目を閉じて深呼吸した彼女は、不意に両手を左右に広げ、そして目を見開いた。
その瞳は虹色に染まっていて、魔眼を使っているのがわかる。
右手の指が宙を掻いて。
――鍵盤の音が店内に響く。
他のお客さん達の目が、アイシャに向けられる中、彼女の周囲は球状の魔芒陣に覆われていて。

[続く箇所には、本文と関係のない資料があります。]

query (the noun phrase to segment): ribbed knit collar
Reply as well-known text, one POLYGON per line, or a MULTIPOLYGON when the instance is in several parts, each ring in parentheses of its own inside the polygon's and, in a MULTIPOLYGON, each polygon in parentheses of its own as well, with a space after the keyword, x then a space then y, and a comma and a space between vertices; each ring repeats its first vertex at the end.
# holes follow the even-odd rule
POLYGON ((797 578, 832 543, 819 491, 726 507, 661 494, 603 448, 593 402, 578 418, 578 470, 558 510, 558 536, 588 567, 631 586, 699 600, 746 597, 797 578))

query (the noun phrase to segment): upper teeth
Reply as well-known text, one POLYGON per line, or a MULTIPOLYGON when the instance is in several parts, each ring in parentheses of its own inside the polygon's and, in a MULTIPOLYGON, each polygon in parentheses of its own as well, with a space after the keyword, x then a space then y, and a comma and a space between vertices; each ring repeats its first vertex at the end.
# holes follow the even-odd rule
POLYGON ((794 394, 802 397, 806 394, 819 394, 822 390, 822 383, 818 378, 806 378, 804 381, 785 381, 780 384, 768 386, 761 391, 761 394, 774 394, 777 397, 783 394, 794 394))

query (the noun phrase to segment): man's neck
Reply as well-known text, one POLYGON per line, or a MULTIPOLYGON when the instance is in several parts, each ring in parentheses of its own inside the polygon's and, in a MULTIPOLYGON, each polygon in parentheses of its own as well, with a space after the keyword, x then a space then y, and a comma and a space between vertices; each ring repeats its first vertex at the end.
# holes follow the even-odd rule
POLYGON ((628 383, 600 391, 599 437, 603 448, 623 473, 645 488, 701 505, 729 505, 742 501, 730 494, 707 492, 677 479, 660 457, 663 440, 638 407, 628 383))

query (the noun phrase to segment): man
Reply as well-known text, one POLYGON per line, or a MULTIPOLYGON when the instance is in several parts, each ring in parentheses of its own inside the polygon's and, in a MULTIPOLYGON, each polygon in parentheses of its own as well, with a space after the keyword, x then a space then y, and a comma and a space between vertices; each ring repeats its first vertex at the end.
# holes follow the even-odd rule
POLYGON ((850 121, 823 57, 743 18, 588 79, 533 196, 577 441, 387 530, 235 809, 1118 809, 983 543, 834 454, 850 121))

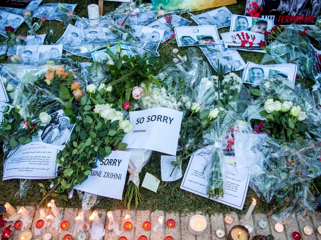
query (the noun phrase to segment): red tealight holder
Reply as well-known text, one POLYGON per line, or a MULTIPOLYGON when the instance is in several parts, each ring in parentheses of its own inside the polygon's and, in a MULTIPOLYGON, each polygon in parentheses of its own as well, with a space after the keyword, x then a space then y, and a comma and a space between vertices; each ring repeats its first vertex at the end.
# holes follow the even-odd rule
POLYGON ((166 222, 166 225, 170 228, 174 228, 175 226, 175 221, 173 219, 169 219, 166 222))
POLYGON ((5 224, 5 221, 2 218, 0 218, 0 228, 2 228, 5 224))
POLYGON ((300 240, 301 234, 299 232, 293 232, 292 233, 292 237, 294 240, 300 240))
POLYGON ((4 238, 9 238, 11 236, 12 232, 10 229, 5 229, 2 233, 2 237, 4 238))
POLYGON ((60 223, 60 228, 63 230, 65 230, 69 227, 69 222, 68 221, 63 221, 60 223))
POLYGON ((13 224, 13 227, 16 229, 20 229, 22 227, 22 223, 20 220, 18 220, 13 224))
POLYGON ((66 234, 64 236, 63 240, 73 240, 73 237, 70 234, 66 234))
POLYGON ((36 227, 37 228, 41 228, 45 225, 45 222, 43 220, 39 219, 36 222, 36 227))
POLYGON ((144 223, 143 224, 143 228, 144 230, 149 230, 151 227, 152 224, 148 221, 144 222, 144 223))
POLYGON ((133 228, 133 224, 130 222, 126 222, 124 224, 124 229, 126 231, 129 231, 133 228))

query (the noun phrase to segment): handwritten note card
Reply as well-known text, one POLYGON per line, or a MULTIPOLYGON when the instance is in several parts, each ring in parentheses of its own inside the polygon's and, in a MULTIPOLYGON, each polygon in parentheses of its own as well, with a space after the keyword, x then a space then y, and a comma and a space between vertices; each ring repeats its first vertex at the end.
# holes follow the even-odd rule
POLYGON ((154 192, 157 191, 158 186, 160 181, 154 176, 148 172, 146 173, 142 187, 149 189, 154 192))
MULTIPOLYGON (((56 149, 31 144, 23 145, 4 162, 3 180, 48 179, 56 176, 56 149)), ((8 156, 13 151, 11 151, 8 156)))
MULTIPOLYGON (((202 156, 195 154, 189 160, 180 188, 207 198, 206 195, 207 176, 203 173, 206 160, 202 156)), ((227 164, 227 175, 224 196, 217 202, 238 209, 243 208, 247 191, 249 175, 237 174, 236 167, 227 164)))
POLYGON ((171 163, 172 161, 176 161, 175 156, 165 156, 162 155, 160 157, 160 169, 161 170, 161 180, 164 182, 171 182, 176 181, 183 176, 182 174, 181 165, 179 169, 176 168, 171 176, 174 166, 171 163))

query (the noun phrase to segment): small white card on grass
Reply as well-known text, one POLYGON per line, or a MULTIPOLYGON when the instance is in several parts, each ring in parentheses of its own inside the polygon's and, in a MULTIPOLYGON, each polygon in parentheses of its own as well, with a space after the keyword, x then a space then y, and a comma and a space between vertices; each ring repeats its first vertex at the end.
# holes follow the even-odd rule
POLYGON ((75 189, 121 200, 127 168, 131 155, 129 152, 113 151, 102 161, 97 160, 88 178, 75 189))
POLYGON ((144 180, 143 181, 142 187, 156 193, 157 191, 160 182, 160 181, 156 177, 146 172, 144 180))
POLYGON ((14 179, 48 179, 56 176, 58 150, 46 146, 23 145, 4 162, 3 180, 14 179))
POLYGON ((134 128, 123 138, 127 148, 176 155, 183 112, 166 108, 129 112, 134 128))
POLYGON ((183 176, 182 174, 181 165, 179 169, 176 167, 173 172, 172 176, 170 174, 174 168, 171 164, 172 161, 176 161, 176 157, 175 156, 165 156, 162 155, 160 157, 160 169, 161 171, 161 180, 164 182, 171 182, 176 181, 183 176))

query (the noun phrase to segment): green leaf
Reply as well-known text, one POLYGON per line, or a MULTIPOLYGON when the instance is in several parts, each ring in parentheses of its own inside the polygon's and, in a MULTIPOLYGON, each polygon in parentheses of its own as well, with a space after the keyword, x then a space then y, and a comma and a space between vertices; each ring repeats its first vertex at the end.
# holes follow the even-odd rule
POLYGON ((12 137, 9 141, 10 146, 12 148, 14 148, 18 145, 18 142, 16 140, 16 138, 14 137, 12 137))
POLYGON ((68 89, 61 84, 59 84, 59 98, 63 100, 70 99, 70 95, 69 94, 68 89))
POLYGON ((292 121, 292 119, 291 118, 289 118, 288 120, 288 122, 289 123, 289 126, 291 127, 291 128, 294 128, 294 124, 293 123, 293 121, 292 121))
POLYGON ((250 92, 254 96, 260 96, 261 95, 260 89, 257 88, 252 88, 250 89, 250 92))
POLYGON ((74 170, 72 168, 67 168, 64 171, 64 176, 69 178, 74 172, 74 170))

奏でられるのは、わたしが殿下とソフィア様に初めて歌ってみせた、ホルテッサ王都の下町で慣れ親しんだ童謡。
それがアップテンポにアレンジされたもので。
アイシャの左手が魔芒陣に触れると、今度は弦楽器の高い音が響いた。
ステップを踏めば、打楽器の重低音。
まるで踊るようにして曲を奏でるアイシャに合わせるように、お客さん達が手拍子を鳴らし、みんなが笑顔になっていく。
「……これは――」
殿下達も驚き顔で。
「――エリス!」
アイシャが誘うように、わたしに手を伸ばして。
もう! こんなことされたら、乗らないわけにいかないじゃない!
わたしも席を立って、アイシャに並んで息を吸い込む。
完全にアイシャに乗せられちゃった形だけど、たまにはこんなのも悪くないかもね。
そう思いながら、わたしはアイシャが奏でる曲に、声を乗せた。